Luo Zhilu

Personal information
- Nationality: Chinese
- Born: January 11, 2006 (age 20)

Climbing career
- Type of climber: Competition bouldering; Competition lead climbing;

Medal record
Women's competition climbing
Representing China
World Cup
| Silver medal – second place | Wujiang 2024 | Lead |
| Bronze medal – third place | Brixen 2022 | Bouldering |
| Bronze medal – third place | Keqiao 2024 | Bouldering |

= Luo Zhilu =

Chinese sport climber

Luo Zhilu (born January 11, 2006), also known as Zhilu Luo, is a Chinese rock climber who specializes in competition climbing.

== Climbing career ==
In 2022, Luo made her IFSC Climbing World Cup debut at age 16 at the Bouldering World Cup in Brixen, where she advanced to the final and won a bronze medal.

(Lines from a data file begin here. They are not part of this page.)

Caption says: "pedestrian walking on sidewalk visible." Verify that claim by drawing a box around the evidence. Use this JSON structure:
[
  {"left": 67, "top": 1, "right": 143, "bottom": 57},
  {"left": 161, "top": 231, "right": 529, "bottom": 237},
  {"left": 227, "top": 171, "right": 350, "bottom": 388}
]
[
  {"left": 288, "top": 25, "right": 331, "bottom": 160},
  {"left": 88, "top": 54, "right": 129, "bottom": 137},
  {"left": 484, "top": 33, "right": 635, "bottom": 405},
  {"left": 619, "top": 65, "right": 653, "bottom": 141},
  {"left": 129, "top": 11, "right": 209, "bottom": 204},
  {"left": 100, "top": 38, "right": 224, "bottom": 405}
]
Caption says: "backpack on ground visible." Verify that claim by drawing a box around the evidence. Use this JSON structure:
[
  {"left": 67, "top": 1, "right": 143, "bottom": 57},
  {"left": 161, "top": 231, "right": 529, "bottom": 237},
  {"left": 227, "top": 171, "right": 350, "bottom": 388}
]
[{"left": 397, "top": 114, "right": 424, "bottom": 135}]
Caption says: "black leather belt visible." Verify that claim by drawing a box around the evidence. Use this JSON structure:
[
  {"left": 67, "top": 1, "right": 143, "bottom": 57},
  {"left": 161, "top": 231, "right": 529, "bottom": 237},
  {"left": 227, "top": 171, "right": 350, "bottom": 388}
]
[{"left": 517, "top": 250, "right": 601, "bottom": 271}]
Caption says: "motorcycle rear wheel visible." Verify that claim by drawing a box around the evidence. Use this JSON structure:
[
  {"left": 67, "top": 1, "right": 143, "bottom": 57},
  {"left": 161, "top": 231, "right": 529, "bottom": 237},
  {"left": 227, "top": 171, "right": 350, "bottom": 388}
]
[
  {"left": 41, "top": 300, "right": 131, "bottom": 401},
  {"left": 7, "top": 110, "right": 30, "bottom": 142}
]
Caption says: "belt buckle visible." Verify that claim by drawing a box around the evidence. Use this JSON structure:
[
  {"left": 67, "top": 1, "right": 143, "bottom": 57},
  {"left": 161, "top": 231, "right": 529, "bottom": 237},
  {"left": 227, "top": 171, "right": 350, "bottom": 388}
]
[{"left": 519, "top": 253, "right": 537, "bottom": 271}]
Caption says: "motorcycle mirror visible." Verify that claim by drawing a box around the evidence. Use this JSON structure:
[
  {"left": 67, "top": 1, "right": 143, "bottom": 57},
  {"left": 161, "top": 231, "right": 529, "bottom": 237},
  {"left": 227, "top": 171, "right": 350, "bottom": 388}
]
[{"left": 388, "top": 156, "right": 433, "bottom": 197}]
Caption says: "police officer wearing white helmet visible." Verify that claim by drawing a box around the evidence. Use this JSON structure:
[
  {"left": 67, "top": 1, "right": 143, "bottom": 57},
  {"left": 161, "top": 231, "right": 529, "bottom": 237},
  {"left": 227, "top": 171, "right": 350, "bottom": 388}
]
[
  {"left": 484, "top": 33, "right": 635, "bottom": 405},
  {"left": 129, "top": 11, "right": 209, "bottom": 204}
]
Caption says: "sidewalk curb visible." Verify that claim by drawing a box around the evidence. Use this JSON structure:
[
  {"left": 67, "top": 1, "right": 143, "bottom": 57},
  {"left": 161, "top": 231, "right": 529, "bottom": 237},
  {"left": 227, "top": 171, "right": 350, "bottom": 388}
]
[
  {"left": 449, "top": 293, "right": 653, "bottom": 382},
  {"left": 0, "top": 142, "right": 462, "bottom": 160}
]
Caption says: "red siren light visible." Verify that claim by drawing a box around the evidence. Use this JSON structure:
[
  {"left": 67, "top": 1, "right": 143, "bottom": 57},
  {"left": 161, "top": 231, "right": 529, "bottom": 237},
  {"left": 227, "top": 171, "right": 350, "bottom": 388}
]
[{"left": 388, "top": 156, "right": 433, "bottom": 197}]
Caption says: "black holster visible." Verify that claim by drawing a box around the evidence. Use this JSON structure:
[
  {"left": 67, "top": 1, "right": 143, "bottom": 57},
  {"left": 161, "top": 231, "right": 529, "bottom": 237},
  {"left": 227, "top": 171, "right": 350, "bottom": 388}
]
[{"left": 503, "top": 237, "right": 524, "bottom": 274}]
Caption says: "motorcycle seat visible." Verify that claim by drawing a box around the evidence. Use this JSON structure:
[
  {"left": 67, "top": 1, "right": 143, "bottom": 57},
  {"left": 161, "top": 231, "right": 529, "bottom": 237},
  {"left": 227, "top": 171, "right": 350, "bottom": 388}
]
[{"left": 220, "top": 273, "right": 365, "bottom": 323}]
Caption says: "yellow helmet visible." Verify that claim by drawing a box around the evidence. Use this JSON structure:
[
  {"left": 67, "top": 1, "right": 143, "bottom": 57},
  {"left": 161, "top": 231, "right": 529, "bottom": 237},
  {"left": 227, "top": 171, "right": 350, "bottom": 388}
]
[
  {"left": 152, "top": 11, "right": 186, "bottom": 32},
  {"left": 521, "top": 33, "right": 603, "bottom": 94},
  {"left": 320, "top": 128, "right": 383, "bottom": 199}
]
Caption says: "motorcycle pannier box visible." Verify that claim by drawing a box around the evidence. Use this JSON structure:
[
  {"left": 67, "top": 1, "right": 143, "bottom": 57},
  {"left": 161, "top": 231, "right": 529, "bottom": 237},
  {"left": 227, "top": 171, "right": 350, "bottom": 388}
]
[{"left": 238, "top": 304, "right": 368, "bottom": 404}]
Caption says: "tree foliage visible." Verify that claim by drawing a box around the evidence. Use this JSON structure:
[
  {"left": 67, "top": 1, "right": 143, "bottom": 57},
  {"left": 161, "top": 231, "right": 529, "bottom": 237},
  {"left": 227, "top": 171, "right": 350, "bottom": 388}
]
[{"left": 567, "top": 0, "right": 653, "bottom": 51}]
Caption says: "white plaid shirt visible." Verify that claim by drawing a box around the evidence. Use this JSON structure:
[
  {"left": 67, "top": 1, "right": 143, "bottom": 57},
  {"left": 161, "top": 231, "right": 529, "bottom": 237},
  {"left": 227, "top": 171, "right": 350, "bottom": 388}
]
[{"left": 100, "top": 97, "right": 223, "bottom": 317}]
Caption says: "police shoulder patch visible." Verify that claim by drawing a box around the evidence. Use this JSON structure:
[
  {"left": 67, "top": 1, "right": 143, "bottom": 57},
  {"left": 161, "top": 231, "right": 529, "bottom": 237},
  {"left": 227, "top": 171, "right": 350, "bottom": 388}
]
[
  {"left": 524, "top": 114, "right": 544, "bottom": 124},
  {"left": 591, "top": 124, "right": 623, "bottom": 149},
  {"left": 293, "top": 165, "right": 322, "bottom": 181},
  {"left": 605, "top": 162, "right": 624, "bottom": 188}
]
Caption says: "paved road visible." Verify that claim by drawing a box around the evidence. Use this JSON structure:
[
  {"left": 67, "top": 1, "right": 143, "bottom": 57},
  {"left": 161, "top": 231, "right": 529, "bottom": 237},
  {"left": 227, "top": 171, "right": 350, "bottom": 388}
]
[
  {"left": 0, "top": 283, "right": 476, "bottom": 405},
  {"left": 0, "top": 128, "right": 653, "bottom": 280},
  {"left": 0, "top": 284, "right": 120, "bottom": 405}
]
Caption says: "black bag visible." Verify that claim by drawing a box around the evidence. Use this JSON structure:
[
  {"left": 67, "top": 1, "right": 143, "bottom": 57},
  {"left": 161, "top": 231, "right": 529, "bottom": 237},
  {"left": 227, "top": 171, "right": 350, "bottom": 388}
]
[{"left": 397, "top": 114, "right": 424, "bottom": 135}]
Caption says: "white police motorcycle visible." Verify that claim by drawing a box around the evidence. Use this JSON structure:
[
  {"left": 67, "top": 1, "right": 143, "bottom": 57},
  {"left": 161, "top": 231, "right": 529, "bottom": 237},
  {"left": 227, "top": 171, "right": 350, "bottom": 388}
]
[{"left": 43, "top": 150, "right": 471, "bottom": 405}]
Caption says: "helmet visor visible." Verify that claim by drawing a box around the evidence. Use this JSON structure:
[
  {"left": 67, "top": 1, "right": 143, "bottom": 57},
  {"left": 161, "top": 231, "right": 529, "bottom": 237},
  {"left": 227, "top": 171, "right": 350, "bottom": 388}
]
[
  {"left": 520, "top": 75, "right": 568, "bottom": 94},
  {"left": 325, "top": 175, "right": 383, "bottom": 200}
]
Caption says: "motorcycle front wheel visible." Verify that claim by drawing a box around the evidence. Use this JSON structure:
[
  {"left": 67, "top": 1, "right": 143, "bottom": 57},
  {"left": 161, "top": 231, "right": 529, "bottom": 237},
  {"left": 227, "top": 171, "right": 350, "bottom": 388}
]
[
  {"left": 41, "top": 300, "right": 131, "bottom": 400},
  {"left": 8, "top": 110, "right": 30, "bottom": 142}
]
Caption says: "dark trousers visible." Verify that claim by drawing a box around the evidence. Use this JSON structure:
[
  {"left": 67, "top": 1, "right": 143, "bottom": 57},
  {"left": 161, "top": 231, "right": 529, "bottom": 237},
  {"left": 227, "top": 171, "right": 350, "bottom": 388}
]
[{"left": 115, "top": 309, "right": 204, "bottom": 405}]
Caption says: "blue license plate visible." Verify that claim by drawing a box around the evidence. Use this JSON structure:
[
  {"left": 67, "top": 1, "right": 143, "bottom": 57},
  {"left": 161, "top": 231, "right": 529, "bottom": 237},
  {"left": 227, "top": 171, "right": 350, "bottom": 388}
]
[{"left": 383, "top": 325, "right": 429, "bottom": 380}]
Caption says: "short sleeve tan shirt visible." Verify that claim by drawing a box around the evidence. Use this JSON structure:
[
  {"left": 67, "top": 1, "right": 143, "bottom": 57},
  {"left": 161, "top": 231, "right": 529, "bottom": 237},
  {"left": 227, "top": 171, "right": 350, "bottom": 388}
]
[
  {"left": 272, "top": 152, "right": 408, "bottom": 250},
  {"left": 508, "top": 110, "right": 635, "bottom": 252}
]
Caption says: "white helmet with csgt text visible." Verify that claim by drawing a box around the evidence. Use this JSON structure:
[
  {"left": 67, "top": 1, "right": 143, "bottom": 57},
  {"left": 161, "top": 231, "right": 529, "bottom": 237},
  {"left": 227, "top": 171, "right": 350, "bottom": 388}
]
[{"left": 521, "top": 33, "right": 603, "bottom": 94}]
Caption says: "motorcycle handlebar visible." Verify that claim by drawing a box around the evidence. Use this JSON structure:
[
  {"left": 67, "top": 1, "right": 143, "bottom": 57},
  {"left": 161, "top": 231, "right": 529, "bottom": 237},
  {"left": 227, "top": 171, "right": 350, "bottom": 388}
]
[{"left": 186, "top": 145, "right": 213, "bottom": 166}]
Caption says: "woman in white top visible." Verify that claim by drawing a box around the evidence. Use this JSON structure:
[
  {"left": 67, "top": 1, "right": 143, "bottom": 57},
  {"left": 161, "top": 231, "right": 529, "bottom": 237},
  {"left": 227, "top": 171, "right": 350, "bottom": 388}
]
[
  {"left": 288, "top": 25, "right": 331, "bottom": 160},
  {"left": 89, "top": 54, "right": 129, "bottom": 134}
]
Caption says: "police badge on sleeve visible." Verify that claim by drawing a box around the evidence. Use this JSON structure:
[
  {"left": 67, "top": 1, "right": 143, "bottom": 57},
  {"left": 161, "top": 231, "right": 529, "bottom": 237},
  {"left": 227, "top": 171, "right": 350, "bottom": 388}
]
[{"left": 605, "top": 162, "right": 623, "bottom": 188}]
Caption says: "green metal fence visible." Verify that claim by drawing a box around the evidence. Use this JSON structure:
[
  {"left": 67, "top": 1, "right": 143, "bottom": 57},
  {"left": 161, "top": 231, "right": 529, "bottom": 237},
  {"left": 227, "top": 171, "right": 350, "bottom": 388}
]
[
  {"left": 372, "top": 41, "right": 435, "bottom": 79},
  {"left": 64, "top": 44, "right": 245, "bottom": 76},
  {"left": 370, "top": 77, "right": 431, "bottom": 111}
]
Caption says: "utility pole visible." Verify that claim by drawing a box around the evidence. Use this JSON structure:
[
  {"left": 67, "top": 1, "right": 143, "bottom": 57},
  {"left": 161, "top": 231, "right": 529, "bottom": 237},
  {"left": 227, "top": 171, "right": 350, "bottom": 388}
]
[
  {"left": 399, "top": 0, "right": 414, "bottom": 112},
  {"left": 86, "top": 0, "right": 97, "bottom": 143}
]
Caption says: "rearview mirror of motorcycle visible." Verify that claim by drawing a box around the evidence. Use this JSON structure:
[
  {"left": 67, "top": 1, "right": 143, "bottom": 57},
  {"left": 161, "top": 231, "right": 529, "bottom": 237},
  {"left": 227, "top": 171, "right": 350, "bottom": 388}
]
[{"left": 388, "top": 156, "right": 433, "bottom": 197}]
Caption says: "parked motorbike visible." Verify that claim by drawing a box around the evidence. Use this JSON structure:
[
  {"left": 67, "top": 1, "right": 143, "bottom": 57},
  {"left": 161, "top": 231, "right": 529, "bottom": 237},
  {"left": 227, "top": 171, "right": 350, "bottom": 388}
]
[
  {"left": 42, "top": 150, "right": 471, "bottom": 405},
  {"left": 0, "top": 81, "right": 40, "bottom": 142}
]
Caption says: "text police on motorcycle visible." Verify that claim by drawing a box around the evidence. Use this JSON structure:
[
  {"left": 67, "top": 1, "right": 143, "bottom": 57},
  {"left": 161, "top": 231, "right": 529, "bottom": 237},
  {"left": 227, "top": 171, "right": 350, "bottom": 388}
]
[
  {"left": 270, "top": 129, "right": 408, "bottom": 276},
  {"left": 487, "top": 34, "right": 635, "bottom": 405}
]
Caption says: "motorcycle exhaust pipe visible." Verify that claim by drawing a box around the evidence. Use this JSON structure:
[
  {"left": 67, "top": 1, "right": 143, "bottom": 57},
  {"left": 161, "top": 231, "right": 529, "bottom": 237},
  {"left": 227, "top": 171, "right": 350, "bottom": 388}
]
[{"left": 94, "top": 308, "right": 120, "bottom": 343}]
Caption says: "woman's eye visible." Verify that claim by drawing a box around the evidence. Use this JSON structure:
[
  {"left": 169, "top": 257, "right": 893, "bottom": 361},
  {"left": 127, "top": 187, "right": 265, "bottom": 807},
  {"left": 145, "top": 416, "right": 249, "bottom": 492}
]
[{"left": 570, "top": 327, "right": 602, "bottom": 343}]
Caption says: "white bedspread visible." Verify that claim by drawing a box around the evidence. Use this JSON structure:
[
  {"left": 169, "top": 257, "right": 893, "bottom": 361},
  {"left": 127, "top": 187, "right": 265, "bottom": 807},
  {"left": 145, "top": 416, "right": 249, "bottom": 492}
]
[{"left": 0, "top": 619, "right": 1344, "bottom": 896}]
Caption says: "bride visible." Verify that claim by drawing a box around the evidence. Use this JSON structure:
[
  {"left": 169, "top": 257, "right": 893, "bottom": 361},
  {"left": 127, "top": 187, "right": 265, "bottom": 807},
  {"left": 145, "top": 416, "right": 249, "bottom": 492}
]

In 2024, Luo opened the season with two straight podium finishes, placing third at the Bouldering World Cup in Keqiao and second at the Lead World Cup in Wujiang. She went on to place fifth in the rankings of the combined bouldering and lead climbing event at the Olympic Qualifier Series, securing a spot for the combined event at the 2024 Summer Olympics in Paris. At the Olympics, she finished in tenth place in the semifinals of the combined event and did not move on to finals.